Posts Tagged ‘defense’

A Brief Introduction to Systems Engineering

Wednesday, June 27th, 2012

Systems engineering is a specialized set of skills that deal with how large and complex projects are acquired for customers like the US Government. Often applied to the development of weapon systems by the defense industry, this approach was also applied for a time in the software development community.

The benefit of the approach, when practiced properly, is that large acquisitions will be more efficient during their development, they will be more likely to be delivered within their cost and schedule constraints, and they will more likely function as required once deployed.

Introduced in the late 1970’s the approach relies on use of diagrammatic models as a means of understanding the context of the systems, its interfaces and its functional requirements. A seminal textbook on the underlying modeling technique was Structured Analysis and System Specification, written by Tom DeMarco.

The goal for a system, as a prerequisite to full-scale development is to have a complete, correct, and executable specification. To do that, the system’s context, boundary, external entities, interfaces, functions, and data needs are defined throughout the process of modeling the system.

The method uses the power of abstraction to define each level appropriate to its implementation. Abstraction means that only the level of detail required is dealt with at that level, and subordinate details are abstracted and pushed down to the correct level where they are meaning full. For example if the system is military airlift, the highest specification only speaks to the distance, volume, frequency and reliability of transport that is required. The fact fact there may be a new airplane as part of the acquisition, or a ground transportation infrastructure, those are to be considered as lower level components and are separately modeled and specified.

Once potential problems are identified and solved in a process called functional analysis, the resulting models can be converted to a common language set of specification that represent each applicable level of implementation.
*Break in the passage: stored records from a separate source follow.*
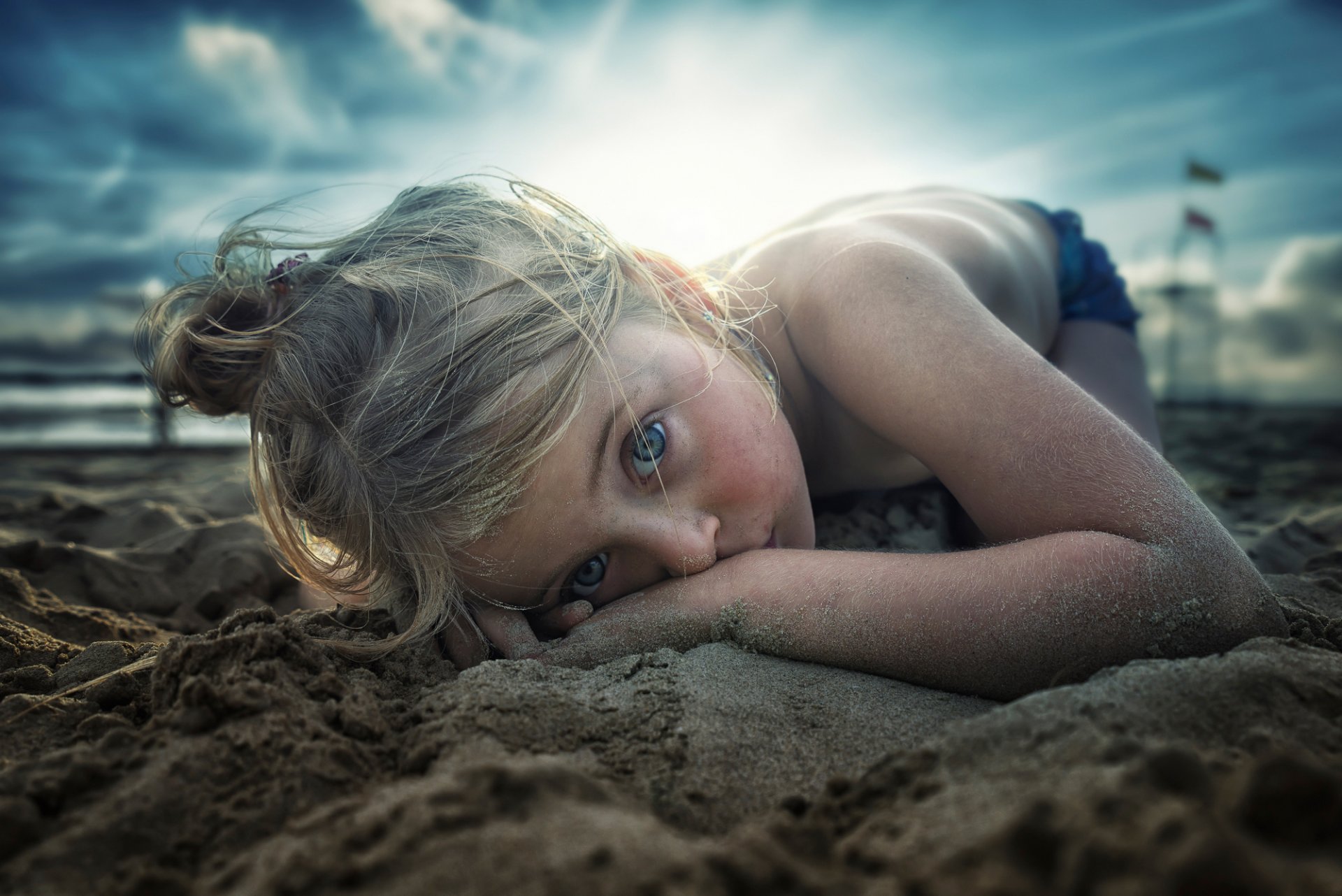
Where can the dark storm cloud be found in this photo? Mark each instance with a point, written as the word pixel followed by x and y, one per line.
pixel 109 127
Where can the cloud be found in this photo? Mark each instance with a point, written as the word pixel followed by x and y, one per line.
pixel 1292 341
pixel 445 43
pixel 266 89
pixel 1308 273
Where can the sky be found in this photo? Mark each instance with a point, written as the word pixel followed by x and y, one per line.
pixel 131 133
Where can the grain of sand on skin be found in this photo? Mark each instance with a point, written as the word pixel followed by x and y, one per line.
pixel 254 761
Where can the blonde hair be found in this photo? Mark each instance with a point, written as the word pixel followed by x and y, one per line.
pixel 386 377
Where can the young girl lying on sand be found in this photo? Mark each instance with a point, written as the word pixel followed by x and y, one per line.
pixel 486 410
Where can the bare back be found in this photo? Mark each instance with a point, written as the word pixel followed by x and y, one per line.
pixel 1004 252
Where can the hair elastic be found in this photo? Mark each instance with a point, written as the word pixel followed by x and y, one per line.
pixel 278 277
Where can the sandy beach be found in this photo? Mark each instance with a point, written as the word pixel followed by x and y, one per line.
pixel 250 760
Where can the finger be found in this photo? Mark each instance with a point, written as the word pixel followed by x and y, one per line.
pixel 462 644
pixel 509 630
pixel 558 620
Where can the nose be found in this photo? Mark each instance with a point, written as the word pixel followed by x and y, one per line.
pixel 682 544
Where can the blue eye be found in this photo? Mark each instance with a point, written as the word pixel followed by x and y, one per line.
pixel 649 448
pixel 588 577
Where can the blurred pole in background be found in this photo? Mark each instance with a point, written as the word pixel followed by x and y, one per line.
pixel 1193 344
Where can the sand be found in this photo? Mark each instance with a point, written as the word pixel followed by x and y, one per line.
pixel 250 760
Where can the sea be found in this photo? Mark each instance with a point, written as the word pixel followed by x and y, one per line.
pixel 70 405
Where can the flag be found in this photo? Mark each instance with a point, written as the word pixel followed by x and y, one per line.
pixel 1200 172
pixel 1195 220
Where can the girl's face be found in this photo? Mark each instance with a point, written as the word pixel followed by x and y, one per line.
pixel 612 513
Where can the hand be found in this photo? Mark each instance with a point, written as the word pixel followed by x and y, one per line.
pixel 510 632
pixel 678 614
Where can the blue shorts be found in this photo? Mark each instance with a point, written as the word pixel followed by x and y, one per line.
pixel 1088 282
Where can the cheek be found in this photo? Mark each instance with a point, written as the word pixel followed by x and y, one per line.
pixel 753 463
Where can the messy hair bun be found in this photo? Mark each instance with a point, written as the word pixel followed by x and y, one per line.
pixel 207 341
pixel 394 420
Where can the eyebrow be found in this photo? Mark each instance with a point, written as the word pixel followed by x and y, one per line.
pixel 598 464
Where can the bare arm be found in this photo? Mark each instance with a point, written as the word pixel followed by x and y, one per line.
pixel 1102 554
pixel 1000 621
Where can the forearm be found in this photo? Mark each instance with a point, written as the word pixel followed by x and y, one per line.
pixel 999 621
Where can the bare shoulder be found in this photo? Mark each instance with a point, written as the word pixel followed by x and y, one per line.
pixel 1003 251
pixel 894 335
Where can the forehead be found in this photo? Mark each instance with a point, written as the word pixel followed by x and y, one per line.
pixel 510 563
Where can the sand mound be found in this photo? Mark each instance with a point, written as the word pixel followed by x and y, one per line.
pixel 252 760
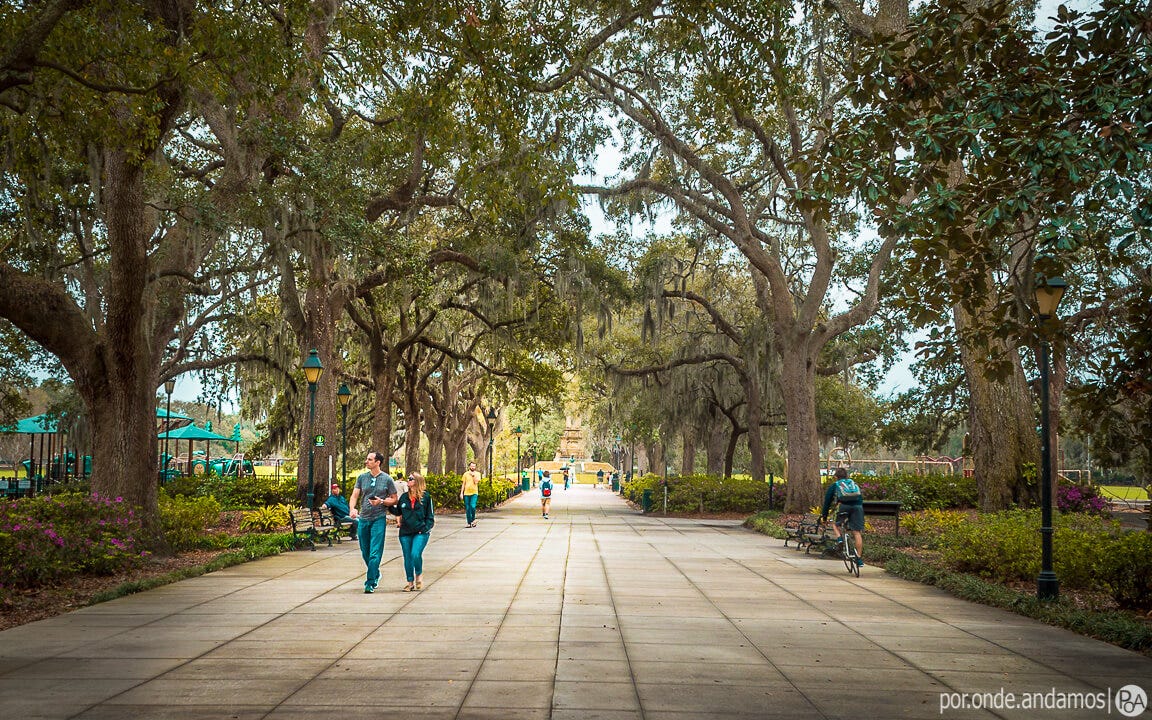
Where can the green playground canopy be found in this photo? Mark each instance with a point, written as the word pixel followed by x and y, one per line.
pixel 35 425
pixel 192 432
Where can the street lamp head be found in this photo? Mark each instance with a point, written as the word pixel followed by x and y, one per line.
pixel 312 368
pixel 1048 294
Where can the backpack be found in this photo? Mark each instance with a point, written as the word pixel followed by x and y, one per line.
pixel 847 490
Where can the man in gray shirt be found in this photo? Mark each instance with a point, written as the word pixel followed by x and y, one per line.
pixel 379 492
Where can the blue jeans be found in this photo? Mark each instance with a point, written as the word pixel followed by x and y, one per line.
pixel 412 546
pixel 371 538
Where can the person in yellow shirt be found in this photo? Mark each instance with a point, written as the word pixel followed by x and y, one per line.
pixel 470 492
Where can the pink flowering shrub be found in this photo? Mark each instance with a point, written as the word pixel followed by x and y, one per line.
pixel 1081 499
pixel 50 538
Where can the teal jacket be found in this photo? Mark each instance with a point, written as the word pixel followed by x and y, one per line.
pixel 415 518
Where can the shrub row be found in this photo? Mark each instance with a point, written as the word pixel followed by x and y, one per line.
pixel 48 538
pixel 919 492
pixel 1123 562
pixel 705 493
pixel 1093 553
pixel 445 491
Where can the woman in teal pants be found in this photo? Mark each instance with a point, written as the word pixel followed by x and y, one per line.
pixel 416 520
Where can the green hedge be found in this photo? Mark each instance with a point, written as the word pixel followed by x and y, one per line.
pixel 445 491
pixel 1122 560
pixel 251 491
pixel 919 492
pixel 1091 553
pixel 705 493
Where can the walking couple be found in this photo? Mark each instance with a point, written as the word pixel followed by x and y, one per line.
pixel 416 516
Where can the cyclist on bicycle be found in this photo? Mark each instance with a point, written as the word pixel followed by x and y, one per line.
pixel 850 501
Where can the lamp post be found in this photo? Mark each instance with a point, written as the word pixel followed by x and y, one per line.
pixel 168 386
pixel 1048 294
pixel 631 457
pixel 312 371
pixel 492 430
pixel 345 396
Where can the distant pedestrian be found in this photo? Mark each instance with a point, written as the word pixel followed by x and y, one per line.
pixel 379 492
pixel 470 493
pixel 416 520
pixel 546 493
pixel 401 489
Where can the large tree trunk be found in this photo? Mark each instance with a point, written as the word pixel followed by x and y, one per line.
pixel 1001 421
pixel 797 380
pixel 714 444
pixel 411 427
pixel 755 434
pixel 323 304
pixel 433 430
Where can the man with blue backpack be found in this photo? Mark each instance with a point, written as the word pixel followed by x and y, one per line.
pixel 850 501
pixel 546 493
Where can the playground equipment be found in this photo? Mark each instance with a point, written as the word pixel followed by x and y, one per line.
pixel 923 464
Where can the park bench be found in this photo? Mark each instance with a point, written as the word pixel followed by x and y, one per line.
pixel 800 529
pixel 327 517
pixel 884 507
pixel 308 528
pixel 820 537
pixel 326 522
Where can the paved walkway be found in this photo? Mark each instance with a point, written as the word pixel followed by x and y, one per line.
pixel 597 613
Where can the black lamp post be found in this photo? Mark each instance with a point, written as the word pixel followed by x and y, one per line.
pixel 1048 294
pixel 312 371
pixel 492 430
pixel 168 386
pixel 345 396
pixel 631 457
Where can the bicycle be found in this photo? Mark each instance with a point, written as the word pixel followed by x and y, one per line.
pixel 847 547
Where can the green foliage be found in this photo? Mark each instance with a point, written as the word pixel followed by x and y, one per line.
pixel 445 491
pixel 250 491
pixel 267 518
pixel 46 539
pixel 705 493
pixel 846 411
pixel 932 522
pixel 247 547
pixel 1118 628
pixel 918 492
pixel 766 522
pixel 1128 569
pixel 1092 553
pixel 184 520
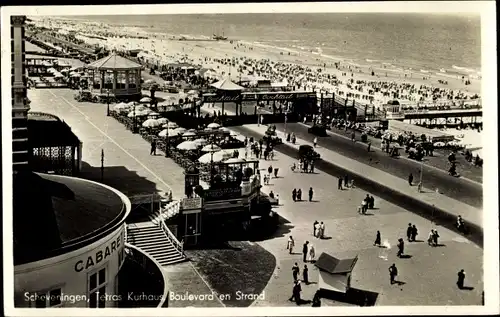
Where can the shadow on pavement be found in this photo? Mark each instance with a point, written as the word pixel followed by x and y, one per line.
pixel 243 269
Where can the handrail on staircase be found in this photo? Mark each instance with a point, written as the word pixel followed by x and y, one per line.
pixel 178 245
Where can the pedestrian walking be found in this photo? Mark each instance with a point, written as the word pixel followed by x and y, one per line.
pixel 290 244
pixel 363 206
pixel 317 230
pixel 153 148
pixel 414 233
pixel 378 241
pixel 401 247
pixel 371 203
pixel 305 249
pixel 305 274
pixel 312 253
pixel 316 300
pixel 393 272
pixel 435 238
pixel 295 271
pixel 409 231
pixel 461 279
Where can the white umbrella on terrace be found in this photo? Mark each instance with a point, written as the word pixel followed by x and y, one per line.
pixel 171 133
pixel 150 123
pixel 235 160
pixel 211 148
pixel 213 125
pixel 209 157
pixel 187 146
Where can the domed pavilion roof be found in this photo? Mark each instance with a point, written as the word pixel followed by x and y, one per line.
pixel 114 62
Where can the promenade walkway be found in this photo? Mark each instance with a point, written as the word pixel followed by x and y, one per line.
pixel 429 274
pixel 429 195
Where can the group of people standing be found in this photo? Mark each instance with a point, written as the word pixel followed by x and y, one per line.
pixel 297 194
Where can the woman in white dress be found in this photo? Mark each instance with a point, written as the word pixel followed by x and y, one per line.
pixel 312 253
pixel 290 244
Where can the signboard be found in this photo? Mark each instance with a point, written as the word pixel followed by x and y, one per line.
pixel 192 203
pixel 223 193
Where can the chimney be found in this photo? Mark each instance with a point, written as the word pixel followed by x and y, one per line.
pixel 20 146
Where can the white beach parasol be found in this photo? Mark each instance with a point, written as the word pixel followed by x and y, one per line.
pixel 213 125
pixel 187 146
pixel 170 125
pixel 170 133
pixel 211 148
pixel 150 123
pixel 179 130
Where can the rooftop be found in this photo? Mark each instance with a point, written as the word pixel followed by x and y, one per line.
pixel 56 214
pixel 114 62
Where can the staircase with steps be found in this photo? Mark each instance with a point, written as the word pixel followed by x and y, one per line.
pixel 152 240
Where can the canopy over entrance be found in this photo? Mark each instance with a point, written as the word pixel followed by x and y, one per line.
pixel 114 62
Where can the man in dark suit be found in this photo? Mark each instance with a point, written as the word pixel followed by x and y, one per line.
pixel 461 279
pixel 305 249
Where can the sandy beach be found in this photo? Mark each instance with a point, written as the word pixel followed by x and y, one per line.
pixel 169 48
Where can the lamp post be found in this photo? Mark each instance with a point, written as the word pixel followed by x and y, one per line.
pixel 102 164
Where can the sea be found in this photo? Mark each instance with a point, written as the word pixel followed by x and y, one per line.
pixel 449 44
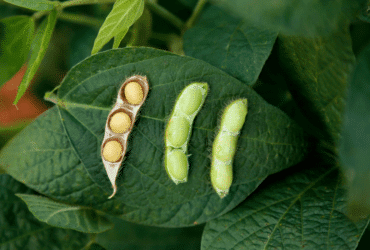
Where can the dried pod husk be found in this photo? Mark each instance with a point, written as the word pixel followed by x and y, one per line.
pixel 117 127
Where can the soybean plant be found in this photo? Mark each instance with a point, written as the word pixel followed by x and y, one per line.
pixel 224 146
pixel 178 130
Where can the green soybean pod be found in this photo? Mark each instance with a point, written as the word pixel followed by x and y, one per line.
pixel 224 146
pixel 178 130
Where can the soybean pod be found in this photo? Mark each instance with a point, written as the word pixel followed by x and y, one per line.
pixel 178 130
pixel 119 124
pixel 224 146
Realities of the modern economy, changes in acquisition, including likely reductions in defense funding will affect, and possibility displace, many in the workforce. Even though not in vogue outside of defense, the method still has merit. It simply remains as a challenge to the engineer in transition (from defense to commercial) to discover what concepts and portions of the method are reusable and will complement current commercial development techniques. Understanding these systems engineering concepts will be helpful in preparing for that transition. Although specific techniques may have evolved, the need for correctness in understanding the system being built has not.